Esse é um o “som das ovelhas”: aquilo que tentamos ignorar, mas que continua revelando a distância entre o que pensamos, dizemos e fazemos. A ansiedade frequentemente aumenta essa distância. Queremos ter certeza antes de agir. Queremos garantir que não vamos errar. Queremos controlar todos os resultados.
Mas decisões importantes raramente oferecem segurança absoluta. Esperar certeza total pode se transformar em uma forma de evitar a própria vida. Por isso, talvez a pergunta não seja: “Qual é a decisão perfeita?” Mas: “Qual é a decisão mais consciente que posso tomar com as informações que tenho hoje?”
Também precisamos aprender a diferenciar responsabilidade de culpa. Responsabilidade significa reconhecer: “Essa escolha foi minha.” Culpa excessiva diz: “Essa escolha define quem eu sou.” São coisas diferentes. Podemos reconhecer erros sem transformar o passado em uma sentença permanente.
Podemos mudar de direção. Podemos estabelecer novos limites. Podemos corrigir comportamentos. Podemos recomeçar.
Recomeçar não significa voltar ao ponto zero. Significa avançar levando conosco aquilo que aprendemos. Por isso, quando perceber ansiedade, indecisão ou vontade de desistir, pare por alguns instantes e pergunte: O que está acontecendo de fato?
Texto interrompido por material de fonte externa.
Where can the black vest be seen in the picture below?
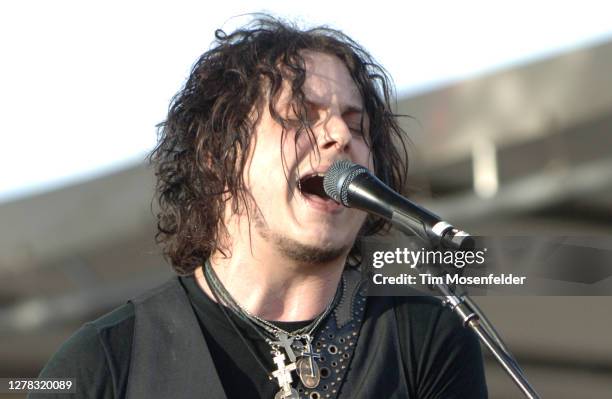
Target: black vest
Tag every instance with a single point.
(170, 358)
O que estou apenas imaginando? O que está sob meu controle? Qual é o próximo passo possível? Não é necessário resolver toda a vida hoje. É necessário apenas evitar que o medo continue tomando decisões no seu lugar. Escute o que está fazendo barulho dentro de você. Não para se condenar. Para compreender.
E, a partir dessa compreensão, escolher novamente.